Momentum kuat dari jurus jari itu merambat melalui telapak tangan Zhang Xuan dan menghantam tubuhnya seperti komet, mendorongnya mundur dengan kuat. Akibatnya, sebuah luka besar muncul di arena duel.
Hu!
Butuh usaha keras sebelum Zhang Xuan mampu mendapatkan kembali keseimbangannya. Dia merasakan zhenqi-nya mengalir tak menentu di tubuhnya, dan seolah-olah seseorang telah membakar telapak tangannya dengan api neraka yang menyala-nyala, rasa sakit yang tak terlukiskan menyerang tangannya.
Bahkan seni jari sederhana miliknya memiliki kekuatan sebesar itu? Zhang Xuan merasa khawatir.
Dia mungkin berhasil menahan seni jari itu, tetapi jika ini terus berlanjut, duel itu pasti akan berakhir dengan kekalahannya.
“Tidak terlalu buruk. Fakta bahwa kau mampu menahan seranganku menunjukkan bahwa kau memang memiliki kemampuan.” Zhang Yunfeng berkomentar sambil mengangkat telapak tangannya, bersiap untuk serangan berikutnya.
Namun, pada saat ini, pemuda di hadapannya tiba-tiba mengangkat tangannya tinggi-tinggi.
“Ada apa? Apakah kau akan menyerah?” Zhang Yunfeng bertanya dengan senyum meremehkan di bibirnya.

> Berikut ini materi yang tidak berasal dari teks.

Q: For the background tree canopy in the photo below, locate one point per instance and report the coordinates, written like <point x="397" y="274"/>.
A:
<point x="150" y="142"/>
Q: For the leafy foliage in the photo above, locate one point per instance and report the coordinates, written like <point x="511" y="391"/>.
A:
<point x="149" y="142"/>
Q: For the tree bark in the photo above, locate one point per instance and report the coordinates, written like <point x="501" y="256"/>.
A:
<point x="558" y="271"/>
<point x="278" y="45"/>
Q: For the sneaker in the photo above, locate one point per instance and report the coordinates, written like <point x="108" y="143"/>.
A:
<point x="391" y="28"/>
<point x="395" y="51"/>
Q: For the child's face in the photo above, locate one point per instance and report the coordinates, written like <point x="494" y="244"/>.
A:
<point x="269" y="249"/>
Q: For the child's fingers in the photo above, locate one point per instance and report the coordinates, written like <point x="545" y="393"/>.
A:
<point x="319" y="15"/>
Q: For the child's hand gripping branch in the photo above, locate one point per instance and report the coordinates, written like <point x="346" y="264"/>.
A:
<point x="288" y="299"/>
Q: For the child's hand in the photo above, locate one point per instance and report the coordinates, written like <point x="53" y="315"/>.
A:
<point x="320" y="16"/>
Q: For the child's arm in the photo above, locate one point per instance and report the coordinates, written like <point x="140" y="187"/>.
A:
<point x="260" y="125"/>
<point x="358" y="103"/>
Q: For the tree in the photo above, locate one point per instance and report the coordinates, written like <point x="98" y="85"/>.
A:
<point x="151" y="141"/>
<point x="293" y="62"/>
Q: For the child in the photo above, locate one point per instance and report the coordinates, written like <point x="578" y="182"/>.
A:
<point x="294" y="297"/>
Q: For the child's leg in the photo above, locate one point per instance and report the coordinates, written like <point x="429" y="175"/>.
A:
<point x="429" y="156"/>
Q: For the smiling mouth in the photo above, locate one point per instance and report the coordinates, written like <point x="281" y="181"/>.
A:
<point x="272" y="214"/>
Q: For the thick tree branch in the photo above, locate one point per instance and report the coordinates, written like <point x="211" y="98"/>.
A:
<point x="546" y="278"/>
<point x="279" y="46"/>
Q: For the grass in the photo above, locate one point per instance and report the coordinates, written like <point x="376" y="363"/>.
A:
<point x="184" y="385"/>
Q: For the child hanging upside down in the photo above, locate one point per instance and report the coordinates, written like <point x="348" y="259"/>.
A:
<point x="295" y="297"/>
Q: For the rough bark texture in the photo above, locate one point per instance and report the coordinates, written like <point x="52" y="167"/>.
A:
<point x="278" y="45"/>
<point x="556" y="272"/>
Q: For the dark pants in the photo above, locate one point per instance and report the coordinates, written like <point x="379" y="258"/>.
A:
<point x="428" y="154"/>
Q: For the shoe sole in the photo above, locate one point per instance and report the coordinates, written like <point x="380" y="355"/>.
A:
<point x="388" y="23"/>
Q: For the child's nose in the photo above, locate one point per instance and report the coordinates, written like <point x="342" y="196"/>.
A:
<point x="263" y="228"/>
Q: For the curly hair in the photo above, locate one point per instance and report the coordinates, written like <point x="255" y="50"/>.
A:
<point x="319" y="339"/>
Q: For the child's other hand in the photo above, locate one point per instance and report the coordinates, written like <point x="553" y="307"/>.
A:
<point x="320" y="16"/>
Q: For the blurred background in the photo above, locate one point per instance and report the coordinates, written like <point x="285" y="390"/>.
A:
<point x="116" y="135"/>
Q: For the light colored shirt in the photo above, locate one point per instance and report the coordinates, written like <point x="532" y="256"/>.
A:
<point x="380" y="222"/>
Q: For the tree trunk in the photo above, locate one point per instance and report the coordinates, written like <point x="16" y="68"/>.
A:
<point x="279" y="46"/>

“Bukan itu. Aku hanya ingin sepuluh napas untuk diriku sendiri.” Zhang Xuan menjawab.
“Sepuluh napas?”
“Aku akui bahwa dengan kekuatanku saat ini, aku tidak sebanding denganmu. Lagipula, sudah tidak adil jika kultivator alam Grand Dominion sepertimu menghadapi kultivator alam Primordial Spirit sepertiku dengan kekuatan penuhmu. Jadi, aku butuh sepuluh detik untuk mengatur pikiranku…” Sambil
menghela napas dalam-dalam, senyum muncul di bibir Zhang Xuan saat dia melanjutkan, “…dan juga untuk membuat terobosan!”